Nestled between kaleidoscopic graffitied walls on sex scandal video bangladesha blink-and-you'll-miss-it side street in east London lies a bookstore with a difference.
The shop, which is called Like A Woman, only stocks books written by women. Books penned by persistent women who've rebelled, shouted, and "fought for change."
SEE ALSO: Why the UK has set up a separate fund to further the Time's Up movementThis tiny bookstore—the creation of publishing house Penguin Books— is a temporary fixture in the run-up to International Women's Day on 8 March. But, though its presence may be fleeting, the creators hope to make an indelible point about the representation of women in publishing.
Amid the onslaught of brands' publicity stunts to mark IWD with a token once-a-year gesture that says 'hey, we support women,' there's something a little different about the point being made by Penguin Books.
The shop is the brainchild of Zainab Juma, creative manager at Penguin, who told Mashableshe wanted to create a space that made women's voices heard—even if those voices are found on a page.
"Publishing is one of those really interesting areas where women are actually quite well represented, but then there are certain little bits of the industry where that doesn't quite translate," says Juma.
Juma notes that female authors account for a great deal of literary fiction's commercial success, but when it comes to winning awards, they're massively underrepresented.
"The majority of the bestsellers on the literary fiction list last year were written by women, but out of the 114 Nobel Prize laureates, there have only been 14 women. Fourteen out of 114, that's bonkers," says Juma.
Juma makes a good point. A 2015 analysis by novelist Nicola Griffith revealed that novels featuring a female main character have won fewer awards than novels with male main characters. Griffith found that between 2000 and 2015, "not a single book-length work from a woman’s perspective or about a woman was considered worthy" of winning a Pulitzer Prize.

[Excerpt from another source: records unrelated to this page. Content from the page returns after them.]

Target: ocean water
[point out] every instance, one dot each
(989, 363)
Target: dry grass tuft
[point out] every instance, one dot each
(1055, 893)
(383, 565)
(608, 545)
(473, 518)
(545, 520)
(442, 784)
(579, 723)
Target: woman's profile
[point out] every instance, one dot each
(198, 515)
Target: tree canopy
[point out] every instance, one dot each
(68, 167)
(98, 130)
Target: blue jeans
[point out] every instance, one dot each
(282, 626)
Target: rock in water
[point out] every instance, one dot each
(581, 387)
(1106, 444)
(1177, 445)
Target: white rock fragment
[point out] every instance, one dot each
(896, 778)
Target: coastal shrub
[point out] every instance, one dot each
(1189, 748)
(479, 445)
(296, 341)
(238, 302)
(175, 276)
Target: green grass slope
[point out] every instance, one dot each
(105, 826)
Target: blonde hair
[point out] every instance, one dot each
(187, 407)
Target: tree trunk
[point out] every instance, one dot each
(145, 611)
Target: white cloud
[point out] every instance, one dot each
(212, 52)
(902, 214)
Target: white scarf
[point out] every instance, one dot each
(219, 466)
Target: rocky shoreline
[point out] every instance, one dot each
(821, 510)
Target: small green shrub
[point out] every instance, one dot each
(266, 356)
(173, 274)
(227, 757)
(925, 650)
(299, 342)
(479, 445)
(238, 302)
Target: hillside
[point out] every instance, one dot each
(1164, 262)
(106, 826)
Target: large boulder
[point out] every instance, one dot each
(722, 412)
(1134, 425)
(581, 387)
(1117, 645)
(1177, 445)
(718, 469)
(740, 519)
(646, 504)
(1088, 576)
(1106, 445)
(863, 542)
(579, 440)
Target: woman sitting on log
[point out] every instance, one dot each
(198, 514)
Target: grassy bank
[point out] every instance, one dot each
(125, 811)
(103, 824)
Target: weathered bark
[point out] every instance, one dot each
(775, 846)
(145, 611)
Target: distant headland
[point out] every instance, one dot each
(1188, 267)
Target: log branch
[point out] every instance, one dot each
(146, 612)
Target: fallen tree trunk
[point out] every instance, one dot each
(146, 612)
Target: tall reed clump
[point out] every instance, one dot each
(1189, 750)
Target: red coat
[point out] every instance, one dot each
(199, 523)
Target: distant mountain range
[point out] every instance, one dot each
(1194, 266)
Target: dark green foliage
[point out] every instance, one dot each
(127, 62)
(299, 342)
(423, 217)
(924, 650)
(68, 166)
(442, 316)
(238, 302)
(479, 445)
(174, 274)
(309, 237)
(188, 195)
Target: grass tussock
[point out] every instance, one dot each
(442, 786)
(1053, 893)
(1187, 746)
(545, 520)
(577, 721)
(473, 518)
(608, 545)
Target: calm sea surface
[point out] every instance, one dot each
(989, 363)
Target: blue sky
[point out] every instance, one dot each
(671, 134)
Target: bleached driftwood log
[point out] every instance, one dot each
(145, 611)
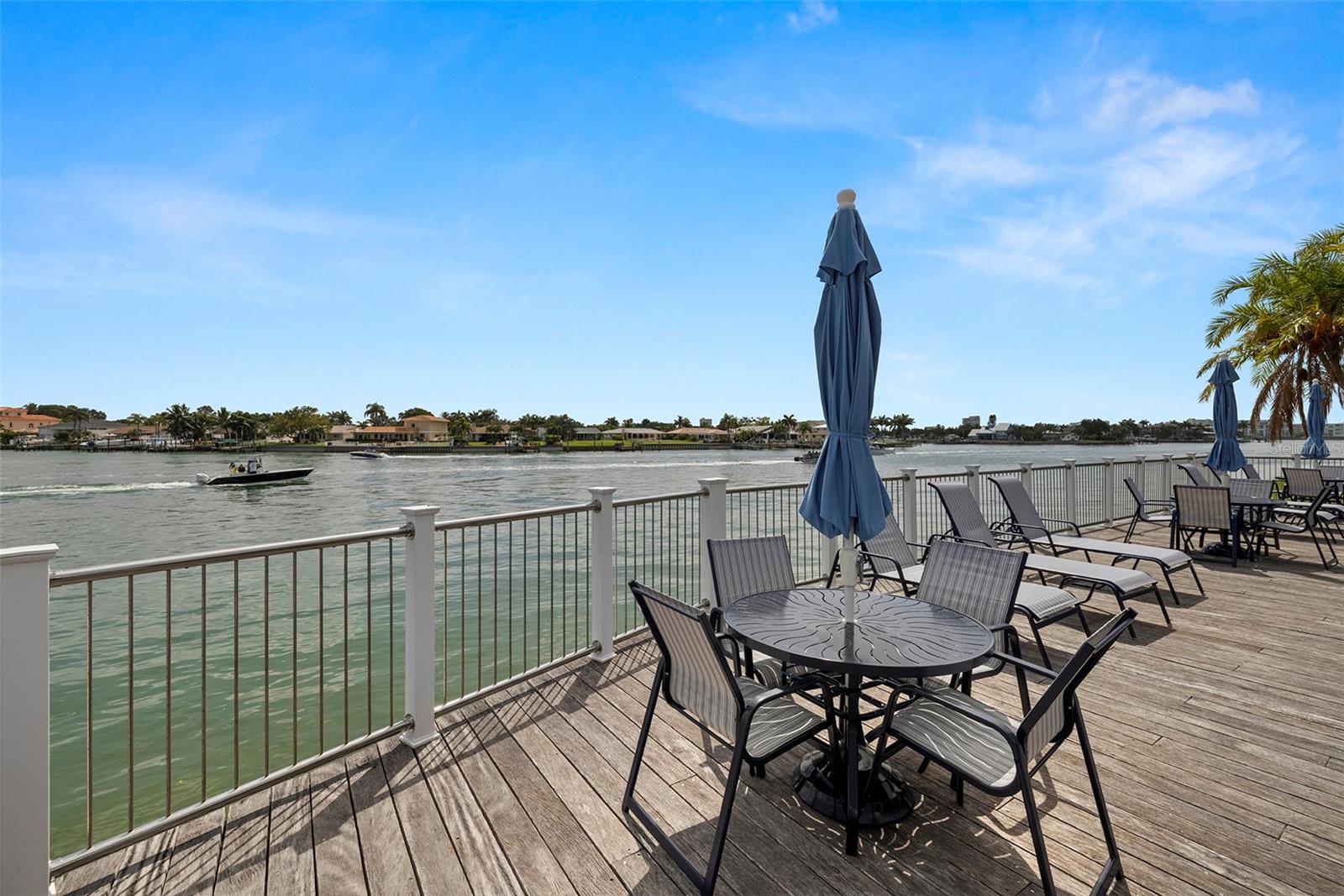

It's not just literary prizes that aren't being awarded to female authors.
"Women make an awful lot of contribution without the recognition that goes with it."
Research has found that books by male authors are more likely to be reviewed by leading literary publications like the Times Literary Supplementand the New York Review of Books. Books by male authors are also more likely to be featured on course syllabuses at high school and university levels.
So, why aren't stories by and about women considered to be of cultural significance?
"Despite the fact that we're almost over-represented in publishing, there's clearly still a structural issue that I think is common across many disciplines, which is that women make an awful lot of contribution without necessarily the recognition that goes with it," says Juma.
Juma wants to address the lack of recognition that comes hand in hand with female-produced literature. "So I thought, you know what, we make really cool stuff, let's celebrate it," says Juma. "If International Women's Day is about anything, it's about making women's voices heard, and that includes voices on pages."
Like A Womanflouts the typical layout of a bookshop, grouping titles together not by genre or category, but by "the impact the author has had on culture, history, or society." Perusing the shop, you'll find tables of books annotated with labels like "Your body," "Changemakers," Women to watch," and "Essential feminist reads."
The shelves are dotted with the works of beloved female authors and outspoken changemakers, the likes of Margaret Atwood, Afua Hirsch, Malorie Blackman, Iris Murdoch, Malala Yousafzai, Mary Wollstonecraft, Virginia Woolf,and Simone de Beauvoir.
Asked what she hopes people will take away from the bookshop, Juma says she would like people to take away a book. "I want people to find a voice that perhaps they haven't heard, or a voice that they've known when they were younger and just wanna revisit, and that they spend time with it, listen to it," she says.
The Like A Woman pop-up will be open until 9 March on 1-3 Rivington Street, east London.